To be good stewards of the technology, trust is required. This is done through individuals (KOLs, thought leaders etc), organizational promotion (ASHP putting out opinions on automation, but obviously not endorsing a specific vendor), and then through the vendors building market trust, as described in The Speed of Trust, by Stephen MR Covey. I also think there is a net benefit to all healthcare technology companies as each one builds more trust with the market around innovative solutions.


The reality of resource scarcity in our healthcare system may also be making our colleagues hyper risk averse. I think of the quote, “perfection is the enemy of progress”, though I’m not suggesting we don’t strive for achieving excellence. If these automation solutions require significant resources and take a relatively long time to achieve the desired ROI, Pharmacy may be staking much of their budget or a significant portion of the health-system’s capital on the solution. They may think they need to be 100% certain it will work.
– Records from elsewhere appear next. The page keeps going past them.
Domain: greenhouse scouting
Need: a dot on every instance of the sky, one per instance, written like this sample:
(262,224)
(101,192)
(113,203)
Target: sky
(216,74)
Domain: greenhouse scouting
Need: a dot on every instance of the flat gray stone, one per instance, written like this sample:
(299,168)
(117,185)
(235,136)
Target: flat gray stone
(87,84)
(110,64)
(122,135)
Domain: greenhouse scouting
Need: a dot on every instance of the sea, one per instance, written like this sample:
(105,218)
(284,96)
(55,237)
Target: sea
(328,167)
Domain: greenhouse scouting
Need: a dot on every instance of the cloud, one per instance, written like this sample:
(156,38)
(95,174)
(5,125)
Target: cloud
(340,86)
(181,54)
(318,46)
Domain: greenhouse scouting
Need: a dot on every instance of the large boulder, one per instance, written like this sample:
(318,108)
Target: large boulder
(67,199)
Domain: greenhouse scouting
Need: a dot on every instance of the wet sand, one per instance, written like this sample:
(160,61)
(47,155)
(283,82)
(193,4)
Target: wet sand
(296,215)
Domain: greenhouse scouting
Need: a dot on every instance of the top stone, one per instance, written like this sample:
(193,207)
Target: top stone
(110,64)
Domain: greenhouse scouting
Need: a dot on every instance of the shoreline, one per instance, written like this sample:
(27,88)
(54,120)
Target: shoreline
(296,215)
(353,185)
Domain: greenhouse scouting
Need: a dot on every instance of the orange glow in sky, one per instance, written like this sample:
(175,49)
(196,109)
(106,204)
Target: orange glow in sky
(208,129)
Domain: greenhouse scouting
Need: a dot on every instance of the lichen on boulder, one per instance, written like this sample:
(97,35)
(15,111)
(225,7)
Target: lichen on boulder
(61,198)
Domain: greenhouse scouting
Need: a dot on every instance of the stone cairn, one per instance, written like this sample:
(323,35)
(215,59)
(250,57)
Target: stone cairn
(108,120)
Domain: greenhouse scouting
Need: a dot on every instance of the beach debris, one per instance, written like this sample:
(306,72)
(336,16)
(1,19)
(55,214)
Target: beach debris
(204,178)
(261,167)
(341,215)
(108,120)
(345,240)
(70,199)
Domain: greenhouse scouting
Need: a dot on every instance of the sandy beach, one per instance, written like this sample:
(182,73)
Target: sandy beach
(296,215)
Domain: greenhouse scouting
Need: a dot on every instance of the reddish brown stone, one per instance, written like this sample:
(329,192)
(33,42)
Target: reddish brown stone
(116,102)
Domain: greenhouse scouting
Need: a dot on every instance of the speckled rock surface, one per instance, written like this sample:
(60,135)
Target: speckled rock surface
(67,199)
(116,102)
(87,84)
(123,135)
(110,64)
So, to really respond to what is different about studies or data generated to support implementing automation or technology in our pharmacy workflows, I also believe that we need to steer the focus of our colleagues to the following reiterations of what you said:


  1. As you conveyed in a few of the points, the holistic view of the automation’s impact is more important from an organizational, safety, business, and satisfaction viewpoint, than the individual statistics of the data gathered pre and post implementation of the automation solution. As an operational leader, you may know that if you are able to reduce the process time of something, you’ll be able to achieve some gains with the time elsewhere. Or, if you are able to reduce the number of errors in a process done by people, you’ll be able to be successful with certain Quality KPIs. This is where measuring the entire process and not the sub-processes is important.         
  2. Each Pharmacy system (Pharmacy workflow, physical layout, needs) is different, but not so complex as an individual human and a population of humans. We can more easily control the variables and minimize the impact of extraneous variables in the Pharmacy system, so when we introduce the automation intervention, we can reasonably determine that the outcomes observed are in a causal relationship to the automation. In human studies, there are so many possible variables that you can’t extrapolate how a therapy may translate from one single person to another in a very different demographic or cohort. I believe our health-system pharmacy cohort is much less diverse than the entire population who could be taking certain medications, meaning we don’t need such statistically powerful studies done.    
  3. Lastly, I’d say it’s important to remember the Process Improvement model of “People, Process, and Technology”. When implementing an automation technology, don’t forget the impact to the people and the existing processes. You discuss this in point 4, but I wanted to reinforce how critical it is that any examination of a new technology should include observation and evaluation on the people stakeholders (how much re-training is needed, were staff repurposed, how long until proficiency is achieved) and the changes to the direct and ancillary work activities (will a change in inventory location affect deliveries or other workers, did the technology physically displace another work area).

Again, I hope this has added value and further stimulates an important conversation. Thank you for bringing it up here!